What we still don't know

  • Whether SGLT2 inhibitors are helpful in type 2 diabetes with recent MI (<2 months).
  • Whether SGLT2 inhibitors are helpful in patients with estimated creatinine clearances <30 ml/min.
  • Whether reduction of HF and renal outcomes by SGLT2 inhibitors will be cost-effective in patients at lower risk than those already studied.
  • Whether SGLT2 inhibitors are helpful in patients with acutely decompensated HF or HFpEF.
  • Whether other SGLT2 inhibitors are helpful in HFrEF.
  • Which biomarkers best predict response / non-response to SGLT2 inhibition in HF.
  • Whether and how SGLT2 inhibitors directly modulate cardiomyocyte survival and hypertrophic signalling.
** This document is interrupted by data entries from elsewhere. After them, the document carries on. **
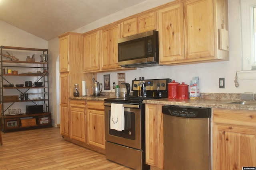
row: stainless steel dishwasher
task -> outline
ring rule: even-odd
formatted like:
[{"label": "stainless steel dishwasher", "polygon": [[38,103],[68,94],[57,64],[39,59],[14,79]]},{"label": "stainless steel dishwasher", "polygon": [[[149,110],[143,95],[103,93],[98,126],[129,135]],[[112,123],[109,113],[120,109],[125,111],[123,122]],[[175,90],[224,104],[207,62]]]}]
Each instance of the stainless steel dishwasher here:
[{"label": "stainless steel dishwasher", "polygon": [[165,105],[164,169],[211,170],[210,108]]}]

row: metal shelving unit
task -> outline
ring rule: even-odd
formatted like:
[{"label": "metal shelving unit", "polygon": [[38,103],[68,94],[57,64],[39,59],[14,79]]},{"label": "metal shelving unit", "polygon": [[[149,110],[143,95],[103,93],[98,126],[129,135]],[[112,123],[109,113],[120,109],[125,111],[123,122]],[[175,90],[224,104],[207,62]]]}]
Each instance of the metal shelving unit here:
[{"label": "metal shelving unit", "polygon": [[[5,131],[8,130],[17,130],[24,129],[30,129],[32,127],[43,127],[44,125],[48,126],[51,125],[50,119],[51,115],[50,113],[49,112],[50,110],[49,103],[49,98],[48,94],[49,82],[48,81],[48,74],[49,72],[48,67],[48,50],[47,49],[34,49],[29,48],[18,47],[9,46],[0,46],[1,49],[1,61],[0,61],[0,68],[1,74],[0,76],[1,78],[0,79],[1,82],[0,83],[0,103],[2,104],[2,109],[1,113],[1,129],[2,131]],[[14,53],[17,57],[12,55],[12,54],[10,53]],[[40,55],[42,54],[44,56],[46,57],[44,60],[41,60],[41,61],[37,61],[38,59],[40,59],[38,58],[36,59],[36,60],[28,60],[27,58],[30,57],[26,57],[26,56],[24,56],[24,54],[32,54],[33,53],[37,53]],[[6,53],[8,54],[6,54]],[[20,56],[20,54],[22,55]],[[22,55],[23,56],[22,56]],[[7,57],[6,57],[7,56]],[[10,56],[9,57],[8,56]],[[14,59],[12,57],[14,57]],[[11,59],[12,58],[12,59]],[[18,60],[17,60],[18,59]],[[34,58],[33,58],[34,59]],[[31,60],[33,60],[31,61]],[[35,61],[36,60],[36,61]],[[19,70],[27,70],[27,72],[17,74],[10,74],[6,72],[5,74],[4,74],[3,70],[6,68],[8,68],[9,69],[17,69],[18,72]],[[40,72],[31,72],[30,70],[37,69]],[[16,87],[14,84],[14,87],[4,87],[4,84],[13,84],[16,83],[18,81],[18,79],[26,79],[28,80],[34,80],[34,82],[42,82],[43,85],[41,86],[34,86],[34,83],[32,84],[32,86],[30,87]],[[20,82],[20,80],[19,82]],[[16,83],[17,84],[17,83]],[[20,83],[18,83],[20,84]],[[25,84],[24,84],[25,85]],[[13,101],[11,100],[5,101],[4,100],[4,96],[8,96],[9,93],[11,92],[12,94],[15,93],[16,91],[16,95],[18,96],[18,98],[14,100]],[[32,91],[34,93],[30,93],[30,91]],[[39,92],[37,93],[34,92]],[[43,95],[44,98],[43,99],[39,99],[36,98],[28,98],[28,100],[20,100],[20,94],[21,93],[28,93],[33,95]],[[5,96],[6,97],[6,96]],[[8,109],[12,108],[12,106],[15,103],[20,103],[20,102],[24,103],[25,104],[23,105],[23,110],[26,110],[26,105],[28,103],[30,105],[42,105],[46,106],[45,107],[45,110],[44,112],[40,114],[27,114],[24,113],[23,114],[20,114],[19,115],[8,115]],[[44,113],[45,113],[44,114]],[[50,113],[50,114],[49,114]],[[40,123],[39,118],[39,115],[40,118],[42,118],[45,115],[48,116],[50,120],[46,121],[46,123],[44,124],[41,124]],[[34,125],[32,123],[26,123],[26,125],[24,126],[25,124],[23,125],[22,124],[22,119],[34,119],[36,120],[36,124]],[[12,123],[13,121],[12,121],[14,119],[15,121],[17,121],[16,124],[14,126],[10,125],[8,122]],[[10,121],[8,122],[8,121]],[[22,121],[22,122],[24,121]]]}]

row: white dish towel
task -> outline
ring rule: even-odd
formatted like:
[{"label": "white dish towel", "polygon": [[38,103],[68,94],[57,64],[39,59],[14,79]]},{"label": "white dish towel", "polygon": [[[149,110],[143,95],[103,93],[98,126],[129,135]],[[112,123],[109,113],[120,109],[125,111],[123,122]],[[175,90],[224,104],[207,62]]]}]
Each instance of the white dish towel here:
[{"label": "white dish towel", "polygon": [[111,104],[110,129],[124,130],[124,108],[123,104]]}]

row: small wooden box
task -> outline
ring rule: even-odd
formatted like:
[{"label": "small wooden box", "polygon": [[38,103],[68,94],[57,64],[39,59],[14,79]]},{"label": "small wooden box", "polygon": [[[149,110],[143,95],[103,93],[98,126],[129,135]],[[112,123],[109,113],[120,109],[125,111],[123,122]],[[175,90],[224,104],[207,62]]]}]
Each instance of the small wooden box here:
[{"label": "small wooden box", "polygon": [[36,118],[21,119],[21,127],[27,127],[36,125]]},{"label": "small wooden box", "polygon": [[27,62],[35,62],[35,59],[27,58],[26,59],[26,61]]},{"label": "small wooden box", "polygon": [[18,96],[4,96],[4,102],[12,102],[18,100]]}]

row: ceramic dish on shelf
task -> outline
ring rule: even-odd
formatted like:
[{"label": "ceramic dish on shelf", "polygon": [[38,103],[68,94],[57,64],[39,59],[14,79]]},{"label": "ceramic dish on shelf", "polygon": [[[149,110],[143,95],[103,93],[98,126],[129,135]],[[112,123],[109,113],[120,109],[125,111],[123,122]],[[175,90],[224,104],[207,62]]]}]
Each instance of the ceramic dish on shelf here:
[{"label": "ceramic dish on shelf", "polygon": [[22,114],[24,114],[24,113],[17,113],[17,114],[10,114],[10,113],[7,113],[7,114],[6,114],[4,115],[9,115],[9,116],[13,116],[14,115],[22,115]]},{"label": "ceramic dish on shelf", "polygon": [[42,86],[42,82],[35,82],[35,86]]}]

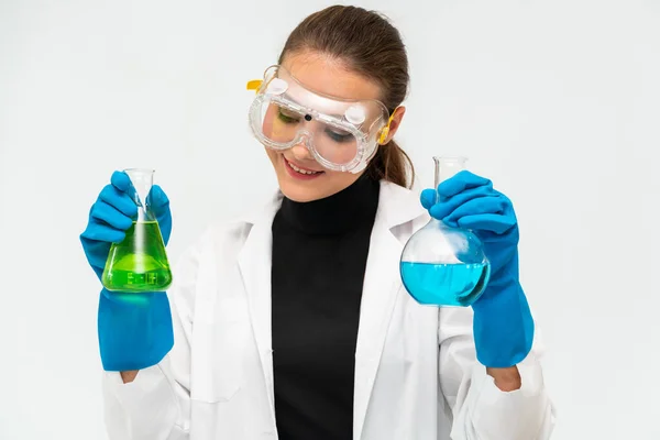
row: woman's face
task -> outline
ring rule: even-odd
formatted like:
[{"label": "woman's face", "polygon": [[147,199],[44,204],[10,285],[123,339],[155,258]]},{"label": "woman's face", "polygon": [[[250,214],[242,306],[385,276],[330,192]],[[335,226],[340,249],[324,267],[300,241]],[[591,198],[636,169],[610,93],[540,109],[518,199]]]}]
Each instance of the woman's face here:
[{"label": "woman's face", "polygon": [[[343,99],[380,99],[377,84],[348,70],[341,63],[320,54],[302,52],[288,54],[285,67],[306,87],[323,95]],[[392,133],[394,134],[394,133]],[[351,186],[363,173],[352,174],[323,168],[304,144],[283,152],[266,148],[273,163],[279,189],[295,201],[322,199]],[[301,174],[295,168],[316,174]]]}]

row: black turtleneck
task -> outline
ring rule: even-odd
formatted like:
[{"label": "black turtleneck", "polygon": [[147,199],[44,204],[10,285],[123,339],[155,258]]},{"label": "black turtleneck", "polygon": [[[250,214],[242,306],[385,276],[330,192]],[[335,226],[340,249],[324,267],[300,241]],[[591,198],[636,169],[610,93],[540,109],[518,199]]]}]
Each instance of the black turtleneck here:
[{"label": "black turtleneck", "polygon": [[380,185],[283,199],[273,221],[273,367],[280,440],[353,438],[360,301]]}]

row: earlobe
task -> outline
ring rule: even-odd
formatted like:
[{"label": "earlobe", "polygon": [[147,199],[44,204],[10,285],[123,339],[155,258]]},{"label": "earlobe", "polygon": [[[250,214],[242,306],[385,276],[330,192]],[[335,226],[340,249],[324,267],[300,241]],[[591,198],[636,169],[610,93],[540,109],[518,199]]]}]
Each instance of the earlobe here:
[{"label": "earlobe", "polygon": [[402,120],[404,119],[405,113],[406,113],[406,108],[403,106],[397,107],[394,110],[394,113],[392,113],[391,121],[389,121],[389,129],[387,130],[387,134],[384,136],[384,139],[381,140],[382,141],[382,142],[380,142],[381,145],[385,145],[389,141],[392,141],[392,139],[396,134],[396,131],[398,130],[399,125],[402,124]]}]

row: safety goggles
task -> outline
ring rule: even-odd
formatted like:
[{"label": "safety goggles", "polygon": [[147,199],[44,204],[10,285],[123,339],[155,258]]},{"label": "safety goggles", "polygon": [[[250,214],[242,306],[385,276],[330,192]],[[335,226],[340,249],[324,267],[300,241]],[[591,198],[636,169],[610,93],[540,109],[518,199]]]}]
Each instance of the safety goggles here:
[{"label": "safety goggles", "polygon": [[304,144],[324,168],[359,173],[389,132],[392,118],[378,100],[344,100],[312,91],[284,67],[266,69],[256,90],[250,127],[266,147],[284,151]]}]

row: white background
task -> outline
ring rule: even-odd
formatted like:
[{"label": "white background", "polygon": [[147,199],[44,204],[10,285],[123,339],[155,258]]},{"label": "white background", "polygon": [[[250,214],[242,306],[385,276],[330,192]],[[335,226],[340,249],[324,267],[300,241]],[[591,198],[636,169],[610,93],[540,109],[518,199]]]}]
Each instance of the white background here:
[{"label": "white background", "polygon": [[[328,4],[0,1],[0,439],[105,439],[89,207],[113,169],[156,168],[176,258],[271,194],[245,81]],[[515,202],[553,439],[660,439],[660,2],[359,4],[408,46],[418,188],[460,153]]]}]

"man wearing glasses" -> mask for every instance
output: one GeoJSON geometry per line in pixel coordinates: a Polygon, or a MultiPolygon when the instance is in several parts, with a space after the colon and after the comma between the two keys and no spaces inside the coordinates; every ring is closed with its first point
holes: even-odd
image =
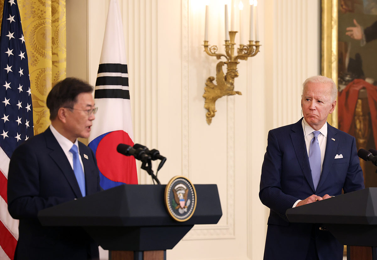
{"type": "Polygon", "coordinates": [[[47,97],[51,123],[15,150],[9,163],[8,209],[20,220],[15,259],[98,259],[98,245],[81,228],[42,226],[38,212],[101,190],[97,163],[78,138],[89,137],[97,108],[93,88],[73,78],[47,97]]]}

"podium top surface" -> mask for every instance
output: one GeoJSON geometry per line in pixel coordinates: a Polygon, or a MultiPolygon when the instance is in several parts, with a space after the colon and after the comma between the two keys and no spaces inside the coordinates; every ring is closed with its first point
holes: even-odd
{"type": "Polygon", "coordinates": [[[222,215],[217,186],[196,185],[197,202],[189,220],[168,214],[165,185],[125,185],[45,209],[38,213],[44,226],[140,226],[216,224],[222,215]]]}
{"type": "Polygon", "coordinates": [[[286,214],[291,222],[377,225],[377,188],[288,209],[286,214]]]}

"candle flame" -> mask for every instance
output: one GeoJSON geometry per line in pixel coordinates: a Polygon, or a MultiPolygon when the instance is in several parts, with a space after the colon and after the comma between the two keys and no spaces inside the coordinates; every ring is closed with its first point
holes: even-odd
{"type": "Polygon", "coordinates": [[[239,8],[240,10],[243,10],[244,9],[244,4],[242,3],[242,1],[240,1],[239,2],[239,4],[238,5],[238,7],[239,8]]]}

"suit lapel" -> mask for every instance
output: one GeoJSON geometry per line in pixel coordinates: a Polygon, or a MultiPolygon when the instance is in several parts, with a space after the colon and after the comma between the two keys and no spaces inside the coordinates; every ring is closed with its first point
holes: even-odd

  • Whether and how SGLT2 inhibitors can be used safely in patients with type 1 diabetes.

Ongoing trials

  • HFrEF: EMPEROR-Reduced (Empaglifozin, NCT03057977) and SOLOIST-WHF (Sotaglifozin; NCT03521934).
  • HFpEF: EMPEROR-Preserved (NCT03057951) and DELIVER (Dapaglifozin, NCT03619213).
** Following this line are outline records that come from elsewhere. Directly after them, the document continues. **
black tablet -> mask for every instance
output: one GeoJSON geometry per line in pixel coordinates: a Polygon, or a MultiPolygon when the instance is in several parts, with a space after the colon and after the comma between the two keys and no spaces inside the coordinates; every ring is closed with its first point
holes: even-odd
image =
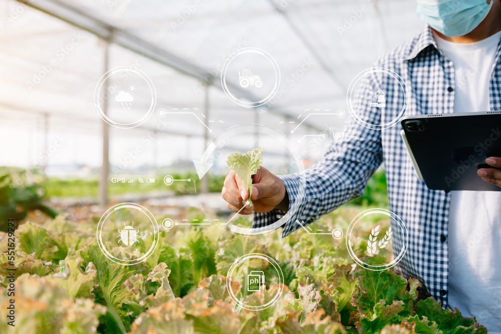
{"type": "Polygon", "coordinates": [[[501,111],[417,115],[401,135],[418,177],[435,190],[501,191],[477,175],[489,156],[501,156],[501,111]]]}

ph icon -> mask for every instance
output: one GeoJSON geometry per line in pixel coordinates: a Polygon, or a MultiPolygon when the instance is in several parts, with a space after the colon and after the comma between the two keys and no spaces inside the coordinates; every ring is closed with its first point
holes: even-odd
{"type": "Polygon", "coordinates": [[[265,273],[263,271],[251,271],[247,275],[247,291],[249,292],[259,291],[260,287],[264,284],[265,273]]]}

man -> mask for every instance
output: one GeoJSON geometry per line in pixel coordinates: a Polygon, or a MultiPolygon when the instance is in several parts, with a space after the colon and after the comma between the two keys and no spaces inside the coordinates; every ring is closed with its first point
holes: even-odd
{"type": "MultiPolygon", "coordinates": [[[[374,66],[396,72],[409,86],[406,115],[501,110],[501,3],[484,1],[418,0],[418,15],[428,24],[424,31],[374,66]]],[[[373,77],[362,90],[390,92],[397,84],[373,77]]],[[[397,104],[387,96],[382,114],[359,95],[354,107],[367,123],[382,124],[397,117],[397,104]]],[[[260,228],[294,208],[285,237],[300,227],[297,221],[311,223],[360,196],[384,160],[390,209],[410,236],[399,270],[419,279],[444,307],[456,307],[464,316],[476,316],[489,332],[501,333],[501,192],[430,190],[415,176],[401,129],[399,123],[377,130],[347,121],[344,131],[354,135],[332,145],[307,170],[305,196],[298,196],[298,175],[277,177],[262,167],[253,178],[254,207],[241,213],[256,213],[253,227],[260,228]]],[[[501,157],[486,162],[501,167],[501,157]]],[[[478,174],[501,187],[501,171],[482,169],[478,174]]],[[[235,212],[248,196],[232,171],[222,196],[235,212]]]]}

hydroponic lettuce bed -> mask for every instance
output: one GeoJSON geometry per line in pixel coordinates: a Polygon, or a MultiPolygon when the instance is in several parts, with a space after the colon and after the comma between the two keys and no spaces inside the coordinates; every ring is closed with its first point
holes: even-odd
{"type": "MultiPolygon", "coordinates": [[[[316,224],[346,230],[359,210],[342,208],[316,224]]],[[[196,210],[186,215],[205,217],[196,210]]],[[[391,269],[352,265],[344,238],[302,230],[284,239],[281,231],[249,237],[217,226],[176,226],[160,233],[145,262],[123,266],[109,260],[98,246],[98,220],[76,222],[61,215],[19,228],[16,326],[7,324],[5,310],[12,297],[7,269],[13,266],[3,254],[0,332],[486,332],[457,310],[443,310],[431,298],[420,300],[416,280],[407,281],[391,269]],[[235,306],[226,286],[232,263],[250,253],[275,259],[285,280],[278,301],[258,311],[235,306]]],[[[361,237],[355,241],[360,256],[367,249],[361,236],[370,233],[368,228],[358,231],[361,237]]],[[[0,251],[7,251],[7,234],[0,234],[0,251]]],[[[113,251],[122,258],[135,256],[124,246],[113,251]]],[[[365,261],[384,262],[388,251],[365,261]]],[[[231,289],[246,304],[260,304],[279,288],[276,278],[267,276],[265,291],[244,293],[234,282],[231,289]]]]}

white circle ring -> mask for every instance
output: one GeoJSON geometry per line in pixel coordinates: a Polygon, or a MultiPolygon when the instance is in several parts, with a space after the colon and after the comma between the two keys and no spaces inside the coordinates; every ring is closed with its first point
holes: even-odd
{"type": "MultiPolygon", "coordinates": [[[[109,93],[109,92],[108,93],[109,93]]],[[[103,74],[103,76],[99,79],[99,81],[98,81],[97,84],[96,84],[96,88],[94,89],[94,103],[93,106],[98,112],[101,118],[103,119],[103,120],[112,126],[114,126],[119,129],[130,129],[142,124],[153,113],[153,110],[155,109],[155,105],[156,104],[156,90],[155,89],[155,86],[153,85],[153,81],[151,81],[150,77],[144,72],[131,66],[116,67],[110,70],[103,74]],[[150,103],[150,107],[148,109],[148,111],[140,119],[132,123],[120,123],[113,120],[105,114],[103,109],[101,109],[101,104],[99,103],[99,92],[101,91],[104,82],[113,74],[122,72],[132,73],[139,75],[148,84],[148,86],[149,87],[150,91],[151,92],[151,101],[150,103]]]]}
{"type": "Polygon", "coordinates": [[[253,253],[251,254],[248,254],[246,255],[243,255],[236,260],[235,262],[233,263],[231,266],[230,267],[229,269],[228,270],[228,275],[226,276],[227,278],[226,280],[226,288],[228,289],[228,293],[229,294],[229,296],[231,297],[231,299],[233,300],[237,305],[244,308],[245,309],[248,310],[249,311],[261,311],[262,310],[265,309],[265,308],[268,308],[270,306],[272,306],[278,300],[279,298],[282,295],[282,292],[284,291],[284,272],[282,270],[282,268],[280,268],[280,266],[279,265],[278,263],[277,263],[275,260],[270,257],[268,255],[265,255],[263,254],[260,254],[259,253],[253,253]],[[277,271],[277,273],[279,275],[279,290],[275,294],[275,296],[273,298],[266,303],[264,305],[260,305],[257,306],[253,306],[250,305],[247,305],[243,302],[242,302],[236,298],[236,296],[235,295],[234,293],[233,293],[233,289],[231,289],[231,275],[233,274],[233,272],[234,271],[235,269],[243,262],[246,261],[248,259],[261,259],[265,261],[268,261],[273,266],[273,268],[277,271]]]}
{"type": "Polygon", "coordinates": [[[222,86],[223,90],[224,91],[224,93],[226,93],[226,96],[229,98],[230,100],[238,105],[247,108],[259,107],[273,98],[273,97],[277,94],[277,92],[278,91],[280,85],[280,69],[279,68],[279,65],[277,63],[277,61],[272,57],[271,55],[266,51],[261,49],[258,49],[257,48],[245,48],[241,49],[230,55],[229,57],[224,62],[224,64],[223,64],[222,69],[221,70],[221,85],[222,86]],[[238,56],[248,53],[256,53],[266,58],[271,63],[272,66],[273,66],[273,69],[275,71],[275,84],[273,87],[273,89],[272,90],[271,92],[266,97],[255,102],[246,102],[237,98],[229,91],[226,82],[226,71],[228,69],[228,67],[229,66],[230,63],[238,56]]]}
{"type": "MultiPolygon", "coordinates": [[[[400,219],[400,217],[397,216],[396,214],[389,210],[387,210],[385,209],[369,209],[358,214],[358,215],[357,215],[357,216],[353,218],[353,220],[351,221],[351,223],[350,223],[350,226],[348,227],[348,230],[346,232],[346,248],[348,248],[348,252],[350,253],[350,255],[351,256],[351,258],[353,259],[353,260],[357,264],[360,265],[366,269],[369,269],[369,270],[379,271],[381,270],[385,270],[391,268],[402,260],[404,255],[405,255],[405,253],[407,252],[408,246],[409,232],[407,231],[407,227],[406,227],[405,224],[404,224],[403,221],[402,221],[402,220],[400,219]],[[357,255],[355,254],[355,251],[353,250],[353,248],[352,247],[351,233],[353,230],[353,228],[355,227],[355,226],[357,225],[357,223],[362,218],[364,218],[366,216],[375,214],[386,215],[386,216],[388,216],[391,219],[395,222],[400,228],[400,233],[402,235],[402,240],[403,240],[402,248],[396,257],[393,259],[393,260],[389,263],[378,265],[369,264],[368,263],[366,263],[359,258],[358,256],[357,256],[357,255]]],[[[394,252],[393,253],[394,254],[394,252]]]]}
{"type": "Polygon", "coordinates": [[[160,233],[158,230],[158,225],[157,224],[156,220],[155,219],[155,217],[151,214],[151,213],[150,212],[149,210],[144,207],[139,205],[139,204],[126,203],[119,203],[116,205],[114,205],[108,209],[108,210],[103,214],[101,217],[101,219],[99,220],[99,223],[98,224],[97,228],[96,230],[96,235],[97,237],[97,242],[98,244],[99,245],[99,248],[101,249],[101,251],[103,254],[104,254],[106,257],[110,260],[111,260],[115,263],[118,263],[119,264],[121,264],[124,266],[130,266],[133,264],[137,264],[143,262],[143,261],[145,261],[146,259],[149,257],[150,255],[151,255],[155,250],[157,245],[158,244],[158,239],[160,237],[160,233]],[[151,244],[151,246],[144,255],[137,258],[137,259],[133,259],[132,260],[124,260],[123,259],[119,259],[118,258],[115,257],[108,251],[106,248],[104,247],[104,243],[103,242],[103,239],[101,237],[101,231],[103,229],[103,226],[104,225],[104,223],[106,221],[106,219],[112,213],[116,210],[120,210],[121,209],[132,209],[140,211],[148,218],[153,227],[153,243],[151,244]]]}
{"type": "Polygon", "coordinates": [[[405,109],[407,108],[407,100],[406,100],[406,94],[407,93],[407,86],[405,85],[405,82],[403,79],[402,79],[401,77],[400,77],[400,76],[398,75],[398,74],[395,72],[393,72],[391,70],[389,70],[387,68],[385,68],[384,67],[373,67],[372,68],[365,70],[365,71],[362,71],[359,73],[353,80],[352,80],[351,83],[350,84],[350,87],[348,89],[348,92],[346,93],[346,101],[348,103],[348,110],[350,111],[350,113],[351,114],[351,115],[354,118],[355,118],[355,120],[356,120],[359,124],[367,128],[372,129],[373,130],[382,130],[383,129],[386,129],[393,126],[395,124],[398,123],[399,121],[400,121],[402,117],[403,117],[404,114],[405,113],[405,109]],[[383,73],[383,74],[386,74],[390,76],[397,81],[398,84],[400,86],[400,88],[401,88],[404,93],[403,104],[402,106],[402,109],[400,110],[398,116],[397,116],[397,117],[391,120],[391,121],[385,123],[383,124],[371,124],[370,123],[366,122],[365,120],[362,119],[362,118],[360,117],[360,116],[359,116],[355,111],[355,108],[353,107],[353,104],[352,102],[352,95],[353,95],[353,90],[355,89],[357,83],[359,81],[365,77],[365,76],[372,74],[372,73],[383,73]]]}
  • CKD: DAPA-CKD (Dapaglifozin, NCT03036150) and EMPA-Kidney (Empaglifozin, NCT03594110).
  • Type 2 diabetes with multiple risk factors and moderate renal impairment: SCORED (Sotaglifozin, NCT03315143).
  • Type 2 diabetes with atherosclerotic cardiovascular disease: VERTIS CV (Ertuglifozin, NCT01986881).
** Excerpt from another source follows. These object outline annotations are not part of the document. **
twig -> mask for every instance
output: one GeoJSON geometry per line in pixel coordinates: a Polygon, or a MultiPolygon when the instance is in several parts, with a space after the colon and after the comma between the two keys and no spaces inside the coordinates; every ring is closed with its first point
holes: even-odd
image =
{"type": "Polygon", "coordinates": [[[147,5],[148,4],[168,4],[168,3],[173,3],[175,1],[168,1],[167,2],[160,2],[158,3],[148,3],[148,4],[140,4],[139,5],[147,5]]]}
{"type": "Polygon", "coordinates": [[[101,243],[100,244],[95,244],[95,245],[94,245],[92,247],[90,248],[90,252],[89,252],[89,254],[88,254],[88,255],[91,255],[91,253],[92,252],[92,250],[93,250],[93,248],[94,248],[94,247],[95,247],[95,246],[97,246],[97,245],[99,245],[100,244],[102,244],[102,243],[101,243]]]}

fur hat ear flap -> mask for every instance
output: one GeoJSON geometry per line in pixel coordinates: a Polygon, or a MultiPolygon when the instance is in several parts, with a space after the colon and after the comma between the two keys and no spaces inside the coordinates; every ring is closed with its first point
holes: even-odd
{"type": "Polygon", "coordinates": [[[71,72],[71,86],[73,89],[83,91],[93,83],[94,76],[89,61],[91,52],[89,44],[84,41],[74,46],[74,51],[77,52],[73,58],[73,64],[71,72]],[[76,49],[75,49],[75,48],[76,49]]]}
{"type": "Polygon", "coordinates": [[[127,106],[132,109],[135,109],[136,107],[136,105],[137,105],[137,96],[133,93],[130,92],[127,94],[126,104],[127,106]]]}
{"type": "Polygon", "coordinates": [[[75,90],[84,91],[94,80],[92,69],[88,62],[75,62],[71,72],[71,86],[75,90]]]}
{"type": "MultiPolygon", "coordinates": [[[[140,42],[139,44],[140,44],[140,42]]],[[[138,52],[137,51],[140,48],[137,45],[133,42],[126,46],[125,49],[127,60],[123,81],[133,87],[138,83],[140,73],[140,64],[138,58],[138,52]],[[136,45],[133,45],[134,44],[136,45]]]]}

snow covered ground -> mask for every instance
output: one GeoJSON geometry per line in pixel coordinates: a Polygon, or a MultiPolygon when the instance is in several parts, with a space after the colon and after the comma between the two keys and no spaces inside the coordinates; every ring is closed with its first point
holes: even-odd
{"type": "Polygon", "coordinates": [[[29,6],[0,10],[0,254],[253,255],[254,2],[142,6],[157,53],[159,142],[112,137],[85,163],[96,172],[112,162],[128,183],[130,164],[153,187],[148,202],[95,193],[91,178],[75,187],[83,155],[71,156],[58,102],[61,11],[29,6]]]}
DAPA-CKD A Study to Evaluate the Effect of Dapagliflozin on Renal Outcomes and Cardiovascular Mortality in Patients With Chronic Kidney Disease, DELIVER, Dapagliflozin Evaluation to Improve the LIVEs of Patients With PReserved Ejection Fraction Heart Failure, EMPA-Kidney The Study of Heart and Kidney Protection With Empagliflozin, EMPEROR-Preserved EMPagliflozin outcomE tRial in Patients With chrOnic heaRt Failure With Preserved Ejection Fraction, EMPEROR-Reduced EMPagliflozin outcomE tRial in Patients With chrOnic heaRt Failure With Reduced Ejection Fraction, HFpEF heart failure with preserved ejection fraction, HFrEF heart failure with reduced ejection fraction, LVEF left ventricular ejection fraction, MACE major adverse cardiovascular events defined as cardiovascular death, nonfatal myocardial infarction, ischaemic stroke, MI myocardial infarction, NT-pro BNP N terminal-pro brain natriuretic peptide, SCORED Effect of Sotagliflozin on Cardiovascular and Renal Events in Patients With Type 2 Diabetes and Moderate Renal Impairment Who Are at Cardiovascular Risk, SGLT2 sodium-glucose cotransporter 2, SOLOIST-WH Effect of Sotagliflozin on Cardiovascular Events in Patients With Type 2 Diabetes Post Worsening Heart Failure, VERTIS CV Cardiovascular Outcomes Following Ertugliflozin Treatment in Type 2 Diabetes Mellitus Participants With Vascular Disease.